Tras que, como primer afroamericano, Barack Obama asumiera la Presidencia de Estados Unidos, la extrema derecha florece en el país. Además, podrá surgir un entorno social en el que el extremismo es más aceptable.
Este florecimiento va acompañado de un masivo aumento de las agrupaciones antigubernamentales y milicias promotoras de la supremacía blanca. Aunque las teorías de conspiración que inspiran a estos grupos puedan parecer exageradas, los organismos de control advierten que muchos de ellos están armados y representan un peligro.
Según muchas teorías de conspiración, Obama está por imponer la ley marcial, suspender la Constitución, y unir a Canadá y México con Estados Unidos para formar una Unión Norteamericana, similar a la Europea. Se afirma además que el Presidente trabaja para algunas élites secretas, ya sean banqueros, o banqueros judíos, incluso terroristas islámicos. Las teorías de conspiración varían, pero inmediatamente luego de que Obama asumiera la presidencia, las ventas de armas y municiones se dispararon de tal forma que las tiendas especializadas no daban abasto.
Ambiente apocalíptico
El descontento por la difícil situación económica en Estados Unidos, y una serie de iniciativas políticas de Obama calificadas como “socialistas”, han creado suelo fértil para los teóricos de la conspiración. Esto se refleja también en la creciente radicalización del lenguaje utilizado por algunos políticos republicanos y conservadores. Aunque no se puede calificar a estos grupos dominantes de extremistas, Berlet considera que sí pueden contribuir a crear un ambiente en el que el extremismo es más aceptable.

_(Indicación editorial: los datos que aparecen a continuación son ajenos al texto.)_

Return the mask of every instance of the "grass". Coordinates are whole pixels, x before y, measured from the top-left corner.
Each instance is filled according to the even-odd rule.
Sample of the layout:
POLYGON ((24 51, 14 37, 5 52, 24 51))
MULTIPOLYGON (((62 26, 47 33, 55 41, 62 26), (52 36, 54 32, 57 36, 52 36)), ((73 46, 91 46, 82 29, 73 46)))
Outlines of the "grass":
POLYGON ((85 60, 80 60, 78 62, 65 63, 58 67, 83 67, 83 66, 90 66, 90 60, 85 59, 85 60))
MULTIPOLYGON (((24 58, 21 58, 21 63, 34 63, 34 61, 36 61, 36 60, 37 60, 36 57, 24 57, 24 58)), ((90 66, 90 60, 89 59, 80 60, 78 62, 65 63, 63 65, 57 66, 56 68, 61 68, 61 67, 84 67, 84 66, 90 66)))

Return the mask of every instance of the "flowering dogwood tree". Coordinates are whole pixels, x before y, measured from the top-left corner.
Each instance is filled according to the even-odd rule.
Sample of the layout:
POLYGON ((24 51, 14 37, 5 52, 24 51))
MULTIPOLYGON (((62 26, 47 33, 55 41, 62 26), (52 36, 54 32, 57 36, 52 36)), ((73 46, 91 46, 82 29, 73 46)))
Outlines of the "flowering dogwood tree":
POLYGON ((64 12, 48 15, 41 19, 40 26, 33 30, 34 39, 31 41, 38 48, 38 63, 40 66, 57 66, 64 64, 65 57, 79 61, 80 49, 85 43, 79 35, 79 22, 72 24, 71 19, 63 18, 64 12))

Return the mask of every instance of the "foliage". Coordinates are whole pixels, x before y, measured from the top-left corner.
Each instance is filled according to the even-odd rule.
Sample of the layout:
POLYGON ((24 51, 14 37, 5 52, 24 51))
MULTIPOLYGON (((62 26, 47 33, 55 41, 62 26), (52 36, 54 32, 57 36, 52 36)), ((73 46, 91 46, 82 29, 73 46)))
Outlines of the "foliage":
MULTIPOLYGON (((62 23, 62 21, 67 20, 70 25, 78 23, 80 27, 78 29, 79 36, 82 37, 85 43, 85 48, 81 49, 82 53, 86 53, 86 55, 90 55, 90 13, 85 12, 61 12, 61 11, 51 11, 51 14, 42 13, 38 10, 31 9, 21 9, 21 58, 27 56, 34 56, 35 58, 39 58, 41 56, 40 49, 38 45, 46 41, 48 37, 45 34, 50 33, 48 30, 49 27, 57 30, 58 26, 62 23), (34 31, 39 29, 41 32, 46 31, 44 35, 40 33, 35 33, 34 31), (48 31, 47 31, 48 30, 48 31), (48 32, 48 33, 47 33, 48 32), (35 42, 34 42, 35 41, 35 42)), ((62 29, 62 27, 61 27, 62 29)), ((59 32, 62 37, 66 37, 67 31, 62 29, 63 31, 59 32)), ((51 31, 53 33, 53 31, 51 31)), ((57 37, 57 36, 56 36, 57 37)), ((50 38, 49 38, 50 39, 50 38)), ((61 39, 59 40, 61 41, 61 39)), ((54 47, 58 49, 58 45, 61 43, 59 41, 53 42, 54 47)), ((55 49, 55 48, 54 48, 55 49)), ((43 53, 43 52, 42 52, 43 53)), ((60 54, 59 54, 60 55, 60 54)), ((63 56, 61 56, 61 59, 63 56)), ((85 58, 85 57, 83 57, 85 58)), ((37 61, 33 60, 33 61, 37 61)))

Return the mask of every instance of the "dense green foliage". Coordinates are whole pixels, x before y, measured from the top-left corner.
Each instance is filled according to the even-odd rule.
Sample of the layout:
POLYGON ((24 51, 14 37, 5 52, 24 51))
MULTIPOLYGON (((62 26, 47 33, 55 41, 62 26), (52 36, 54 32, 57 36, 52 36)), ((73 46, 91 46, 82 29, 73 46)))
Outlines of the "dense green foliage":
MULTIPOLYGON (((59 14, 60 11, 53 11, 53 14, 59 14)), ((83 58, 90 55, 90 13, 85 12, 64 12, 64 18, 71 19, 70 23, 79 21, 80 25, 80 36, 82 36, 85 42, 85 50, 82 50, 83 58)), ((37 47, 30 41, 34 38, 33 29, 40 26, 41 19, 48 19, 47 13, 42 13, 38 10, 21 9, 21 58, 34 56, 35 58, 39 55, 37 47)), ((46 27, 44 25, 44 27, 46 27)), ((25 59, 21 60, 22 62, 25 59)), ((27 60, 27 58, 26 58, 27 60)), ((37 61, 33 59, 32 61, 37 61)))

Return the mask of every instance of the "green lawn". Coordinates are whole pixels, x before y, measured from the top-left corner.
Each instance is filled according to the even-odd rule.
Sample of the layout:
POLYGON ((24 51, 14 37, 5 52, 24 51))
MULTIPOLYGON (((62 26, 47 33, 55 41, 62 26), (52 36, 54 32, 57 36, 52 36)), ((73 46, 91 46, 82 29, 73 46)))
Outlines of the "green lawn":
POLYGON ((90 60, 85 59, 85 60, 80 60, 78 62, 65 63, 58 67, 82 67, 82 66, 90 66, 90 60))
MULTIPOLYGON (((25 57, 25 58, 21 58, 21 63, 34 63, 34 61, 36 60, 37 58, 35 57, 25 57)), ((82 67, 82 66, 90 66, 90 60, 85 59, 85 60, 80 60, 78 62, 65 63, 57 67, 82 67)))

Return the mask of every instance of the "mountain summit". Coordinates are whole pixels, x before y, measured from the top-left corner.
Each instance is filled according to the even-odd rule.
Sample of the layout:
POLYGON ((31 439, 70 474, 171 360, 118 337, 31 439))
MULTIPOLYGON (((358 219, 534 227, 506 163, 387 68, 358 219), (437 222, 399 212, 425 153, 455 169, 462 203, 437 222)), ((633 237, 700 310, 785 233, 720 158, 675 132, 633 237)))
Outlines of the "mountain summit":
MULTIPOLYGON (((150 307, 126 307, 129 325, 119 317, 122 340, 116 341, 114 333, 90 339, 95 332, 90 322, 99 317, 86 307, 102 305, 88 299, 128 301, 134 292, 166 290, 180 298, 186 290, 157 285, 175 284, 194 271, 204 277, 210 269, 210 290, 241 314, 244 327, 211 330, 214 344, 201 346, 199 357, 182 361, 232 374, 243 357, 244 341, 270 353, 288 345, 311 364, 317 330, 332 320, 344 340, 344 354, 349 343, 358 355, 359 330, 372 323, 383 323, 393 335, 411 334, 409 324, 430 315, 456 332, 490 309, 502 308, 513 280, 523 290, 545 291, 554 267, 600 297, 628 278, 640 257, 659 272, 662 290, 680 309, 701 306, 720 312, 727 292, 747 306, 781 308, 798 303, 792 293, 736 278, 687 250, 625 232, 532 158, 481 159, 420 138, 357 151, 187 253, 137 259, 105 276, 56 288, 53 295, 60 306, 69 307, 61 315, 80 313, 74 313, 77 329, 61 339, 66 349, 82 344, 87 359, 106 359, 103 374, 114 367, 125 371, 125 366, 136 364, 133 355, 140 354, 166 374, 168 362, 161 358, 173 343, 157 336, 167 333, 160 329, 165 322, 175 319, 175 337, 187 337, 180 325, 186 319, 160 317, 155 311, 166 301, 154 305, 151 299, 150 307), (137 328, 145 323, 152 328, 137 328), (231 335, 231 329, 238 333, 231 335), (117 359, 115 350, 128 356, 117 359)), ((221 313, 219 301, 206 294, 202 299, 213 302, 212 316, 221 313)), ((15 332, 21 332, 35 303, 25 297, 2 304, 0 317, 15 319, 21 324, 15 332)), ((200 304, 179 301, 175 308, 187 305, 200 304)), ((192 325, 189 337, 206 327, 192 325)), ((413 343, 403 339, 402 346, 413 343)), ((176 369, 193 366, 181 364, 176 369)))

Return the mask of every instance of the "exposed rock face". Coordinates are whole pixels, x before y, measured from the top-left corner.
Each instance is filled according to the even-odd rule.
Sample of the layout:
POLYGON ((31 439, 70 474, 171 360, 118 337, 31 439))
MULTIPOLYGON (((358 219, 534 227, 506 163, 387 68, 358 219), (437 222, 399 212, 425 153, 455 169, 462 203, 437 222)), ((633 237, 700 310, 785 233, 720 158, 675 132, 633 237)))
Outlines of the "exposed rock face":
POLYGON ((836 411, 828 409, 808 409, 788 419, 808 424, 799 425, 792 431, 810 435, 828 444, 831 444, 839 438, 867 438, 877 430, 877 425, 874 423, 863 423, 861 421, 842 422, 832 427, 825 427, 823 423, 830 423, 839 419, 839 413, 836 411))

“Considero que lo fomenta,” sostiene, “que se genera una situación en la que gente que esté considerando hacer uso de la violencia se inspira en importantes activistas del Partido Republicano y de los conservadores, así como en la demagogia de los principales medios de comunicación conservadores. De ellos consideran obtener permiso para actuar y rescatar el país antes que sea demasiado tarde. Es una especie de idea apocalíptica de se nos está agotando el tiempo y de, ante tan inminente amenaza, todo medio es justificable”.
Influencia de Internet
El informe del Centro Sureño de Ayuda Legal a los Pobres coincide en que la línea dura derechista está ganando más terreno en los medios de comunicación y la vida política. Una teoría en circulación en uno de los sitios web “patriotas” acusa a la administración de Obama de estar construyendo campos de concentración para los blancos. El presentador de la conservadora cadena televisiva Fox News infundió aún más vida a esta teoría antes de “desacreditarla”. Sin embargo, una vez vigorizadas, estas teorías perduran en la blogósfera.
La mayoría de los ultraderechistas preferirá expresar sus ideas en foros de Internet en lugar de perpetrar acciones violentas. Sin embargo, el último aumento de grupos “patriotas”, bajo la administración de Bill Clinton en los 90, fue acompañado de una serie de violentos incidentes, cuyo punto culminante fue el atentado con bomba al Edificio Federal de la ciudad de Oklahoma, que causó la muerte a 168 personas.
Amenazas políticas y personales
Desde que Obama iniciara su carrera a la Casa Blanca, se han descubierto varios complots para asesinarlo. Sin embargo, junto al peligro personal, la creciente ola de encono canalizada en las teorías de conspiración también representa una amenaza para su Presidencia, como explica Berlet.
A su juicio, es imposible lograr cualquier tipo de resolución social de temas políticos y de gestión “cuando tantos millones de personas en Estados Unidos creen que Obama no es norteamericano, sino keniano, o que está trabajando para banqueros judíos secretos, o que está por imponer un régimen tiránico de la mano de Naciones Unidas. Es muy difícil pasar cualquier tipo de plan por el Congreso cuando hay tantas personas obsesionadas con teorías de conspiración. Están dispuestos a sabotear cualquier iniciativa del presidente, porque creen que tiene objetivos siniestros.”
La magnitud del apoyo a los grupos patriotas de extrema derecha y sus milicias quedará más clara en la manifestación que tienen previsto realizar el mes que viene en Washington. La razón oficial de la marcha es defender el derecho a portar armas, pero es muy probable que surjan manifestaciones y sentimientos contra Obama y su Gobierno.